When Lora Webster was eleven, unusual knee pain prompted her to see the doctor. One week later, she was undergoing her first round of chemotherapy. The pain had been caused by a tumor, as she was officially diagnosed with osteosarcoma (bone cancer). The doctors gave Lora a choice: she could either have a full amputation or she could undergo an operation known as a rotationplasty.
Knowing that the choice would forever impact their daughter’s life, Lora’s parents allowed her to make the decision. She chose to undergo the rotationplasty. The cancerous bone was removed and her lower leg was rotated 180 degrees before being surgically reattached. This allowed her ankle joint to serve as her knee joint. She was later fitted for a prosthetic. Choosing this route allowed Lora to be more active.
Lora had been a volleyball athlete growing up, and continued to play standing volleyball throughout high school. In her junior year, she was asked if she wanted to be a member of the Sitting Volleyball team in the U.S. Paralympics. Lora was initially hesitant as, up until that point, she didn’t see herself as being ‘disabled’. However, after being prompted and encouraged by various people, she joined the team as the Middle-Blocker.
The U.S.A. Women’s Sitting Volleyball team won Bronze in the 2004 Paralympic Games in Athens, Silver in the 2008 Paralympic Games in Beijing (wherein they were named the Paralympians of the Year), Silver in the 2010 Paralympic Games in London, and Gold in the recent 2016 Paralympic Games in Rio de Janeiro, wherein she was named “Best Blocker”, with 19 blocks and 38 rebounds.
Following her victory, Lora received a congratulatory video from the standing volleyball team at Stony Brook University.
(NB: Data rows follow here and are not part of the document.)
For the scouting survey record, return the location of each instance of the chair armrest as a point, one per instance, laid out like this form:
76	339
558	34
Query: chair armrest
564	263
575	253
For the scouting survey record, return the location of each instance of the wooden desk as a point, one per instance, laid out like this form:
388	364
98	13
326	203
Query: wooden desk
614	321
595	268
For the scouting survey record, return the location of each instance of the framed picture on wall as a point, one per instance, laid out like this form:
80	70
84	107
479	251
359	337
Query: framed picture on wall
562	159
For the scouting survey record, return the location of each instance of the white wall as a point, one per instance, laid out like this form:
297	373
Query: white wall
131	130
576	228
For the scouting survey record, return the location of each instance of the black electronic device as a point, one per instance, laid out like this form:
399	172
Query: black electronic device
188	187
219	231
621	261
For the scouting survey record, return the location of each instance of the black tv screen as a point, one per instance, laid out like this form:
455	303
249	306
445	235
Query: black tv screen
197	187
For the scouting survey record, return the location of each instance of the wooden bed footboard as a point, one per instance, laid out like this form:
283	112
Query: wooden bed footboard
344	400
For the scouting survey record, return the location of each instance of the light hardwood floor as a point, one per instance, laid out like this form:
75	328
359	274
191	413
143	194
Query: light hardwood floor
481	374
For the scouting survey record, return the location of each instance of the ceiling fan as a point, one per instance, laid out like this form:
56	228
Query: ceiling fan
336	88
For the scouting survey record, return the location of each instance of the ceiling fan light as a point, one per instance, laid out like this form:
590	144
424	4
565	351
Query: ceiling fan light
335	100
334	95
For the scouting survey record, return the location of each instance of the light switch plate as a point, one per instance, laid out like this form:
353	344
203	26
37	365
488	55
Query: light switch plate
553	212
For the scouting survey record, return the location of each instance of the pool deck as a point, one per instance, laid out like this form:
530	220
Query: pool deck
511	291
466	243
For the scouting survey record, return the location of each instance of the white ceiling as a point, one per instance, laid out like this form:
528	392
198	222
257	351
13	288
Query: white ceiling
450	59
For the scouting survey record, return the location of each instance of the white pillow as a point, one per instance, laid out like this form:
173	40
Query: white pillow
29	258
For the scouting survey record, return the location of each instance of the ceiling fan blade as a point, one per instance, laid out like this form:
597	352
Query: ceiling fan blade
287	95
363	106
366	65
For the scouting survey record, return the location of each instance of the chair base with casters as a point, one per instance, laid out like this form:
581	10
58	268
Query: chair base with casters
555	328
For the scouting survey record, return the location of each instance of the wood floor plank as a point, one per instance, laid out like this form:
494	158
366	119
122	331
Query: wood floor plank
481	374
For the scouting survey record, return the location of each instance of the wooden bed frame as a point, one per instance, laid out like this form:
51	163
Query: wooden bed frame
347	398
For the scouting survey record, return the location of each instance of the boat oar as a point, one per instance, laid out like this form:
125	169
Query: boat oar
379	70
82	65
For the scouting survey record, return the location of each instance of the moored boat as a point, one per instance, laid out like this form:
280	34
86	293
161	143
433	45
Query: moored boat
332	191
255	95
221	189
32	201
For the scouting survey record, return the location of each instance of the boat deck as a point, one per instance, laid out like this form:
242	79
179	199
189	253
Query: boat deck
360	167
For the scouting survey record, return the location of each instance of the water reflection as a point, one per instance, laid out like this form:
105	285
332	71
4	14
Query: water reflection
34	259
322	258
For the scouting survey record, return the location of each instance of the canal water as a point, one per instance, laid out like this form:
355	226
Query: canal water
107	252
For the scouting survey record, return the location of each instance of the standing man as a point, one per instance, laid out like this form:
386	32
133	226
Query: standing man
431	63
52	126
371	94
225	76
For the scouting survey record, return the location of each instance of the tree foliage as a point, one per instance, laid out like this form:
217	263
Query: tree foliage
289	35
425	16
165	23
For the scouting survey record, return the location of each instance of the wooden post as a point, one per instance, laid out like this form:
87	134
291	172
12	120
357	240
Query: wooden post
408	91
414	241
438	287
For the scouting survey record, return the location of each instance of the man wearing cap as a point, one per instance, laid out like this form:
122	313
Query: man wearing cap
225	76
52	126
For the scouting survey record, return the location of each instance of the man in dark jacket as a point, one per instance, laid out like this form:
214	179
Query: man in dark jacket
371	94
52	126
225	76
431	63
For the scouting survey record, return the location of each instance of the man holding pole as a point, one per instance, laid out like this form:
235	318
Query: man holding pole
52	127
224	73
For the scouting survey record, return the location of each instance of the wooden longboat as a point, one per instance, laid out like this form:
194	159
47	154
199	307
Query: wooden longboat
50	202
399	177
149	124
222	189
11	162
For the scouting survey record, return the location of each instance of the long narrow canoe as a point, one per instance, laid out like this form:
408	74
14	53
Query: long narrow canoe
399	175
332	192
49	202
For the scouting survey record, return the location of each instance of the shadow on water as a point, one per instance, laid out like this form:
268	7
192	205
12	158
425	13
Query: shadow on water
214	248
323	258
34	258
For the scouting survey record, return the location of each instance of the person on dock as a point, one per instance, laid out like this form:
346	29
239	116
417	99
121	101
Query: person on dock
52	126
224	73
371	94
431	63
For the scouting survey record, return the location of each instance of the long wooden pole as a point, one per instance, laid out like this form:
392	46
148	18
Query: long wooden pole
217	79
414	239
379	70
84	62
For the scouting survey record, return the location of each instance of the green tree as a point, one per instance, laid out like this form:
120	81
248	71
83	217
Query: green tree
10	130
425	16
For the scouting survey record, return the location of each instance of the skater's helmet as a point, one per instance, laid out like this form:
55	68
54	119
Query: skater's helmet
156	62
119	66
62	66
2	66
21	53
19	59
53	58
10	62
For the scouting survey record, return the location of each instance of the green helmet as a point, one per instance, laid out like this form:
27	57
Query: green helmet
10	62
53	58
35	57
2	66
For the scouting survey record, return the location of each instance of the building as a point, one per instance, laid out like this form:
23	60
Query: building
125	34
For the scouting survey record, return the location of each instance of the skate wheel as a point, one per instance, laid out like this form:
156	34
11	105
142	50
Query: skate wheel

The Paralympian has been attending Stony Brook on and off since 2010, working toward a Bachelor Degree in Sociology which she is set to complete in the Spring. According to Lora, the professors have been remarkably helpful and flexible, allowing her to juggle her life as a renowned athlete, her life as a college student, and her life with her family.
Lora has three wonderful children and a husband who has supported her every step of the way. Following her recent victory in Rio de Janeiro, Lora hopes to “take a breath” and spend some well-deserved time with her family.
When asked if there was one thing that she could tell her past-self, Lora admitted that she would tell herself to be open about her prosthetic. There were days when she wanted to hide it, something that can be extremely understandable. However, Lora also says that she would not change anything about her diagnosis and the various paths that she chose.
Listening to Lora describe her journey allows us to truly grasp the lengths that SUNY students with disabilities go to and the obstacles that they overcome to reach success. Across the state, at all 64 campuses, there are students with disabilities who are breaking barriers everyday, whether on the court, in the classroom, or somewhere in between.
2 thoughts on “Surgery Didn’t Slow Her Down, It Opened New Doors to Success”
Actually, your good friend, Burgandi Rakoska would add, “As a person with a disability, listening to Lora describe her journey was an extremely validating experience.” at the end of her article, expressing my gratitude for being the person who listened to and wrote Lora’s story.
It’s a good thing you removed that part before publishing this under your name, Arthur. Otherwise that would be REALLY awkward.
This oddly sounds like something my good friend, Burgandi Rakoska, would write. Weird.